Surgery provides an edge over socioeconomic issues and adherence, with the benefit of strict IOP control and little diurnal variations. This is important in Indian setup where nearly 35% of the population falls below the international poverty line. However, in the scenario that surgery is precluded (eg a global pandemic in this case) for advanced glaucoma patients with poor IOP control and/or at risk of glaucoma progression, addition of Ripasudil is a brilliant add-on to previously existing maximally tolerated medical therapy in order to achieve target IOP at least in the immediate short-term timeline.

Conclusion

Despite the paradigm shifts that have been proposed in the management of advanced glaucoma, Ripasudil not only provides a better IOP control but also has a high safety profile even when started as an add-on drug to already-existing yet inadequate maximally tolerated medical therapy. Since it can also serve as a cost effective addition to medical armamentarium of glaucoma, it has literally been the last ditch stand to preserve salvageable vision in patients of advanced glaucoma during the COVID-19 pandemic.

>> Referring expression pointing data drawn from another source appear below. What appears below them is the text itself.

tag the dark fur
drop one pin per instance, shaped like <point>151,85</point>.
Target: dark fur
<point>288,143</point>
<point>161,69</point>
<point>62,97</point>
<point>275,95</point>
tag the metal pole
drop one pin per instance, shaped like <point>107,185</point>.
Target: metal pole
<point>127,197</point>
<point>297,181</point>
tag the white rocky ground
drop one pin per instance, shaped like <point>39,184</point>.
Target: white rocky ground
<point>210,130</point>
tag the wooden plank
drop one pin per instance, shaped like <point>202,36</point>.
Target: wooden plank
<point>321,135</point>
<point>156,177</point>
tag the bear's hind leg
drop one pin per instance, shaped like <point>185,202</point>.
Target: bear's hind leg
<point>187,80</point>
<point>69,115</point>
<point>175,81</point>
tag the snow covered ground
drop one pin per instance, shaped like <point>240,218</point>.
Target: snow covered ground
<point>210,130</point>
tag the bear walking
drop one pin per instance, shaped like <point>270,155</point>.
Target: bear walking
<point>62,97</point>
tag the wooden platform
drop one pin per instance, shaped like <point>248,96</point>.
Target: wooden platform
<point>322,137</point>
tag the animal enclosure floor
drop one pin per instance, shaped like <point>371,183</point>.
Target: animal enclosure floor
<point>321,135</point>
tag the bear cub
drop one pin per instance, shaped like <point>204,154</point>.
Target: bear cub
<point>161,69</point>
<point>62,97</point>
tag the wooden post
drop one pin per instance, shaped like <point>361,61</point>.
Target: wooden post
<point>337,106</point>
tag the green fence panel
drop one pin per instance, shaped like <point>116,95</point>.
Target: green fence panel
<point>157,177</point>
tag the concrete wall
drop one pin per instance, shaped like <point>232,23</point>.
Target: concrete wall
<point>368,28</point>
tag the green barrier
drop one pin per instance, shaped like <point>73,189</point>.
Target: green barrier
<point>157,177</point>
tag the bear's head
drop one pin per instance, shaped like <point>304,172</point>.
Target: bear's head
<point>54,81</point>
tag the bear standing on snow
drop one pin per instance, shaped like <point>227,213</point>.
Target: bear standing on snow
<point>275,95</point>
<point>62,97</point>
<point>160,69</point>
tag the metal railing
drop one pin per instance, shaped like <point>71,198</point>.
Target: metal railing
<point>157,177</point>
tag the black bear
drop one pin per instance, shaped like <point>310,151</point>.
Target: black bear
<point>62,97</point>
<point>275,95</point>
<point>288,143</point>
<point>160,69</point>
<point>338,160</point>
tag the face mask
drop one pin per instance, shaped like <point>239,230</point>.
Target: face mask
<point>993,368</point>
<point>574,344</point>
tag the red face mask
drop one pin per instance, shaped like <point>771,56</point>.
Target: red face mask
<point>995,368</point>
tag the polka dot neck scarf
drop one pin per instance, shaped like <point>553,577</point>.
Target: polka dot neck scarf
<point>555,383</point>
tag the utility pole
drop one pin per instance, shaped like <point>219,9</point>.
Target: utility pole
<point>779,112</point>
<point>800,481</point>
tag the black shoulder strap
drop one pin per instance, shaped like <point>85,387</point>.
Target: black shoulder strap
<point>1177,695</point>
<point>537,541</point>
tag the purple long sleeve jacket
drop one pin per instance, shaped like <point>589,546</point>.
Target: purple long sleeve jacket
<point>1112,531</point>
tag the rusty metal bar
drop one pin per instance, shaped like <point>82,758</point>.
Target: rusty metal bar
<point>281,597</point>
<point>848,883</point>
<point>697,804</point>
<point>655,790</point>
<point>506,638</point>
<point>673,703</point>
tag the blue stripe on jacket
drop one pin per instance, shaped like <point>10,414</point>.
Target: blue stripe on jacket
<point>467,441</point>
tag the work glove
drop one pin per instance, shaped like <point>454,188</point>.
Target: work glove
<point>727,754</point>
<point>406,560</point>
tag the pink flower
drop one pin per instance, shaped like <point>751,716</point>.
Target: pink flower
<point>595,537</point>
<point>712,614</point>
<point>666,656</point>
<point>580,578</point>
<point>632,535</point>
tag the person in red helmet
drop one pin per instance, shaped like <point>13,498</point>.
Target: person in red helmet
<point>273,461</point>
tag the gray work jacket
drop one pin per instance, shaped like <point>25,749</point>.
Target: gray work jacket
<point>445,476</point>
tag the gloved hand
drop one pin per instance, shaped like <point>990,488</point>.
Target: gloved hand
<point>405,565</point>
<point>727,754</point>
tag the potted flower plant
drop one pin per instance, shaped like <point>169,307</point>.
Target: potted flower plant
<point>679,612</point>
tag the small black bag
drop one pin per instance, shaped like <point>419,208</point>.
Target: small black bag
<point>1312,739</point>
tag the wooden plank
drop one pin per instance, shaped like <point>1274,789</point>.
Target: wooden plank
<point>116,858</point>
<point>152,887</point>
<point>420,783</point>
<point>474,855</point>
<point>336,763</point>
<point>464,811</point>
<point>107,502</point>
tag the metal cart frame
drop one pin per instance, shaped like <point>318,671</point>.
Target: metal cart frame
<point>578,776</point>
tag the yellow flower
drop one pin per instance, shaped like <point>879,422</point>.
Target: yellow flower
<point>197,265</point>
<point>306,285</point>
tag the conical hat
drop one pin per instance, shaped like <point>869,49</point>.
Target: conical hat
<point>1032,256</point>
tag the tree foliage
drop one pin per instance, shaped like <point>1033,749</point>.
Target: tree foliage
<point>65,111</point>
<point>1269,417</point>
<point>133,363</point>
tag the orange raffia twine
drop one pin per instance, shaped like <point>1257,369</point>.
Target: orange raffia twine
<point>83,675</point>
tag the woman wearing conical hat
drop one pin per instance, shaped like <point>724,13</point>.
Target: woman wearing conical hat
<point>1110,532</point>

Statement of Justification

The following case series represents a retrospective analysis of the safety and efficacy of Ripasudil in cases of advanced glaucoma in order to deduce whether the Rho-kinase inhibitor can be of any value in our pursuit of buying time to preserve salvageable vision in patients of advanced glaucoma.

Ethical Clearance

Obtained from Ethical Clearance Committee, Institution Review Board. (IEC.IRB/HIMSR/HAHCH/03/2020-17).

Ethical Standards

All procedures performed in studies involving human participants were in accordance with the ethical standards of the institutional and/or national research committee and with the 1964 Helsinki Declaration and its later amendments or comparable ethical standards.

Informed Consent

Informed consent was obtained from all individual participants included in the study.

Authorship

All the authors were involved in the concept and design of the study, data acquisition, data analysis and interpretation, drafting manuscript, technical support and final review of the manuscript.

Funding

There is no funding to report.

Disclosure

The authors reported no conflicts of interest for this work.